Fenerbahçe'ye yönelik kitle medyası saldırısı kronolojisi için not tutanlar, bugünün tarihini ayrıca not alsın...
pek çok kez yazdığım gibi...
Fenerbahçe'nin değerlerine (başkan, TD, futbolcu, profesyoneller vs) yönelik kitle medyası saldırıları üzerine bir çalışma yürütüyorum... "Kitle medyasının saha sonuçlarına etkisi" başlıklı bir araştırma... 2013'ün son ayında başladı, sürüyor
ilk yıllarda, özellikle TD ve futbolculara yönelik "medya saldırıları"nı gün gün bir çizelge şeklinde arşivliyordum... bazılarını da paylaşıyordum... bir kalemden çıkan tıpkı metinler... yüzlerce tekrar... hatırlayanlar olacaktır...
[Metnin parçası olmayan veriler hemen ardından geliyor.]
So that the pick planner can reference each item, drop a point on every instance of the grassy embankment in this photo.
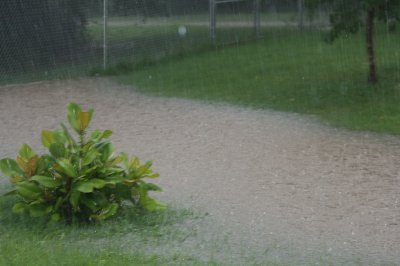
(290, 71)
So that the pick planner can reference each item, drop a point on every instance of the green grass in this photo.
(133, 239)
(290, 71)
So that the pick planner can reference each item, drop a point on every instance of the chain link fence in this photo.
(45, 39)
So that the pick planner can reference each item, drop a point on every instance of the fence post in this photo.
(105, 25)
(300, 10)
(213, 21)
(256, 11)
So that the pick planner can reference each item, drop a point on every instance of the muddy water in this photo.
(282, 185)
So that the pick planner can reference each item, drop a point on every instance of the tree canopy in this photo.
(348, 16)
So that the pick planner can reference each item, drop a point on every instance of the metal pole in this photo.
(300, 9)
(256, 11)
(213, 21)
(105, 20)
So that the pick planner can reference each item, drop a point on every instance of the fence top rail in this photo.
(227, 1)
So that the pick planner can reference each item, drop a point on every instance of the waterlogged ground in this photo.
(268, 186)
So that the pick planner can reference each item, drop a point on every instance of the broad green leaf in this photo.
(28, 190)
(66, 167)
(9, 167)
(47, 181)
(16, 179)
(71, 141)
(47, 138)
(60, 137)
(44, 164)
(72, 114)
(90, 203)
(57, 150)
(55, 217)
(83, 120)
(28, 165)
(106, 134)
(25, 152)
(74, 199)
(95, 135)
(19, 207)
(37, 210)
(84, 187)
(115, 160)
(90, 156)
(134, 163)
(10, 193)
(97, 183)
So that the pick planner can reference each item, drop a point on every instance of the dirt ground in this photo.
(272, 179)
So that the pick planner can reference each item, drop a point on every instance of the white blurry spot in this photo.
(182, 30)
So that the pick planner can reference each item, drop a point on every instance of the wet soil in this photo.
(281, 183)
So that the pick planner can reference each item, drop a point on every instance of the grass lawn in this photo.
(290, 71)
(133, 239)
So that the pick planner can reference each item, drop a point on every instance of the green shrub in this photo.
(80, 179)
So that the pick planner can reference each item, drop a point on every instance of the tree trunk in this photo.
(372, 76)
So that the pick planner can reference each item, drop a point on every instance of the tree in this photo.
(348, 16)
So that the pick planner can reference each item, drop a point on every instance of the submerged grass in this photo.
(293, 71)
(24, 241)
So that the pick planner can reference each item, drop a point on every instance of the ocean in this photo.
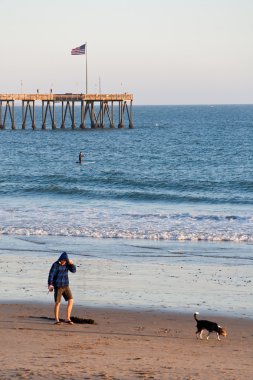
(175, 191)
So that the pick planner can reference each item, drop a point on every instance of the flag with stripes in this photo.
(79, 50)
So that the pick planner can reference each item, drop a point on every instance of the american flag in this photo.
(79, 50)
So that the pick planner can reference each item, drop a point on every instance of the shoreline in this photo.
(123, 344)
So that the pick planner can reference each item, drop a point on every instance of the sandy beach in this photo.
(122, 344)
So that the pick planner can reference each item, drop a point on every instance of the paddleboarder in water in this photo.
(81, 155)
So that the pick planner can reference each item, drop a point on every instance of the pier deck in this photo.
(96, 110)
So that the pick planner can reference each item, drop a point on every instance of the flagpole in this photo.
(86, 50)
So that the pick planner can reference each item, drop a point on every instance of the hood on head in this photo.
(64, 256)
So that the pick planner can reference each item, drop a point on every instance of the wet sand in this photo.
(123, 344)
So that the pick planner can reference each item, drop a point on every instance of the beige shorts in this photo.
(63, 291)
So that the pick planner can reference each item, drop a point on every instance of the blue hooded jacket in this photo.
(58, 274)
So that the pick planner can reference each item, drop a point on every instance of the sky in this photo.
(161, 51)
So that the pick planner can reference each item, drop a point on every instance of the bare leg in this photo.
(56, 311)
(69, 309)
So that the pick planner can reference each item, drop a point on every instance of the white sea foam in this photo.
(102, 222)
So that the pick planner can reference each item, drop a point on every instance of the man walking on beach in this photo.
(59, 282)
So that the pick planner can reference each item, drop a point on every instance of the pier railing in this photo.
(96, 110)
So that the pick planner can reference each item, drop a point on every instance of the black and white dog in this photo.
(209, 326)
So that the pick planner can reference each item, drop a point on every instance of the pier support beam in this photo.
(26, 108)
(9, 110)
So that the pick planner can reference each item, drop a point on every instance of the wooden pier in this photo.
(96, 110)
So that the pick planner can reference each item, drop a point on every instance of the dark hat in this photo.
(64, 257)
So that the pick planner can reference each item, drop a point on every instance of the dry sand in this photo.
(122, 345)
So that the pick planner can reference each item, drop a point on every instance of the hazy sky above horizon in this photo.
(163, 51)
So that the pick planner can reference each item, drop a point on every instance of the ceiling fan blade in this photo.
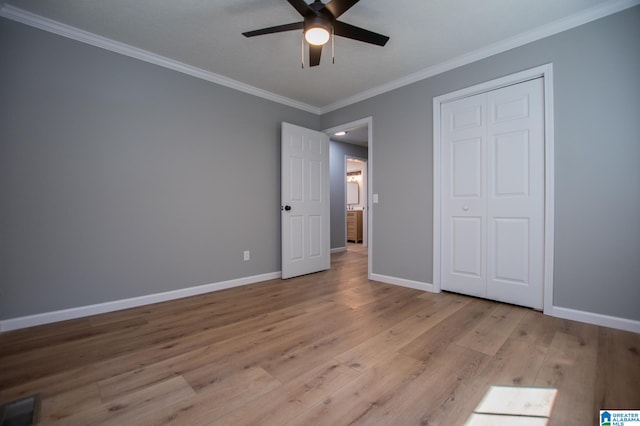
(301, 6)
(314, 55)
(356, 33)
(276, 29)
(338, 7)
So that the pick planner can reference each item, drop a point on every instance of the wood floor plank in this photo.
(490, 333)
(68, 403)
(133, 407)
(373, 388)
(569, 357)
(388, 342)
(618, 370)
(284, 403)
(220, 397)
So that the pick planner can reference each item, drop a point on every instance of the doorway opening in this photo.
(356, 202)
(350, 169)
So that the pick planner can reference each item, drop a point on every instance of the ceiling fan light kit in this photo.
(321, 24)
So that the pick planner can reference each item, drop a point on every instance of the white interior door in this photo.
(493, 194)
(305, 201)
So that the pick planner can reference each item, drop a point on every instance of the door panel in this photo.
(492, 194)
(463, 180)
(516, 201)
(305, 191)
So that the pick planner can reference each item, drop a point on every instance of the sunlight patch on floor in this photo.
(515, 406)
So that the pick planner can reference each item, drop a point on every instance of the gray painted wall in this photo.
(119, 178)
(597, 152)
(337, 172)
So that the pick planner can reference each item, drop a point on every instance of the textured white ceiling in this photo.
(424, 35)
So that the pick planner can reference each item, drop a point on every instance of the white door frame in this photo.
(546, 72)
(369, 211)
(365, 184)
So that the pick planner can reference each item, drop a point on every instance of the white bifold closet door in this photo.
(493, 194)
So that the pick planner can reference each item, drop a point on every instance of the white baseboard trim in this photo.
(593, 318)
(116, 305)
(402, 282)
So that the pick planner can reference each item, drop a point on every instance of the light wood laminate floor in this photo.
(331, 348)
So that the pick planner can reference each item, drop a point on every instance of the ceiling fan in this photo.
(320, 23)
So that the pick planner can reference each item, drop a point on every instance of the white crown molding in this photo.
(37, 21)
(117, 305)
(550, 29)
(55, 27)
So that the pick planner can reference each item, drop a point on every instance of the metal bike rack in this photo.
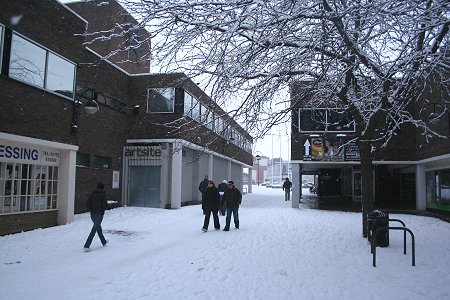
(374, 248)
(373, 241)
araştırma ilerledikçe, yeni katılan uzmanların önerisiyle bu saldırıları görselleştirdim... takım kadroları veya TD'e saldırının tekrarlarının sayısal boyutu şeklinde... (makale yayınlandığında bu aşamaları görebileceksiniz)
görselleştirmeden amaç, algı manipülasyonunun boyutlarını analiz etmekti... hem TD hem de futbolcuların algılamasının nasıl etkilenebileceğini inceledik...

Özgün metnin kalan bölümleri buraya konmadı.